Jakarta (Antara Kalbar) - Pengamat sektor kelautan dan perikanan Abdul Halim menginginkan berbagai pihak dapat meningkatkan koordinasi dalam rangka mengatasi permasalahan yang kerap ditemui Anak Buah Kapal (ABK) Indonesia yang bekerja di kapal asing.
"Permasalahan pokoknya adalah ruwetnya mekanisme koordinasi antarkementerian atau lembaga negara yang bertanggung jawab untuk mengelola isu ketenagakerjaan di atas kapal perikanan," kata Abdul Halim di Jakarta, Kamis.
Menurut dia, permasalahan itu terletak di semua tingkatan birokrasi, seperti dari fase penyiapan tenaga kerja, fase kerja ABK, hingga fase pasca-ABK bekerja.
Abdul Halim yang juga menjabat sebagai Direktur Eksekutif Center of Maritime Studies for Humanities itu juga menyatakan, pemerintah Indonesia belum meratifikasi Konvensi ILO No. 188/2007 sehingga kerap kesuliatan mengadvokasi hak-hak ABK yang bekerja di kapal asing.
Dia juga mengungkapkan, sejumlah pelanggaran yang dialami ABK Indonesia antara lain adalah dalam bentuk pemalsuan identitas dan dokumen pelaut, minimnya informasi mengenai pekerjaan serta tiadanya sisitem pelatihan dan pengembangan kapasitas ABK.
Bahkan, lanjutnya, tidak jarang pula ada ABK yang mengalami kasus tindak kekerasan hingga penghilangan nyawa.

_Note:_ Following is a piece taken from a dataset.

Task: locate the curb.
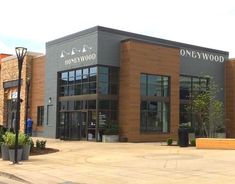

Sebelumnya, Menteri Kelautan dan Perikanan Susi Pudjiastuti menginginkan berbagai pihak dapat terus berupaya melindungi ABK Indonesia yang diperkirakan masih banyak yang mengalami kondisi tidak manusiawi di berbagai lautan internasional.
"Indonesia pemasok terbesar dalam dunia tenaga kerja ABK," kata Menteri Susi dalam konferensi pers di kantor Kementerian Kelautan dan Perikanan (KKP), Jakarta, Selasa (24/1).
Menurut dia, pada saat ini diperkirakan ada terdapat sekitar ratusan ribu warga negara Indonesia yang bekerja di kapal asing, yang rata-rata berada dalam kondisi kesejahteraan yang minim dan tidak memadai.
Menteri Susi juga mencontohkan, ketika kunjungan Wakil Presiden ke Hawaii (Amerika Serikat) juga ditemukan adanya ABK Indonesia yang bekerja di kapal asing yang ternyata tidak bisa mendarat ketika kapal berlabuh.
Alasan mengapa mereka tidak bisa menginjakkan kaki di daratan, ungkap Susi, adalah karena para ABK tersebut tidak memiliki dokumen yang legal atau resmi. Kalau para ABK itu tidak memiliki dokumen resmi, lanjutnya, maka bisa dipastikan pula bahwa mereka juga tidak memiliki proteksi terhadap kondisi mereka.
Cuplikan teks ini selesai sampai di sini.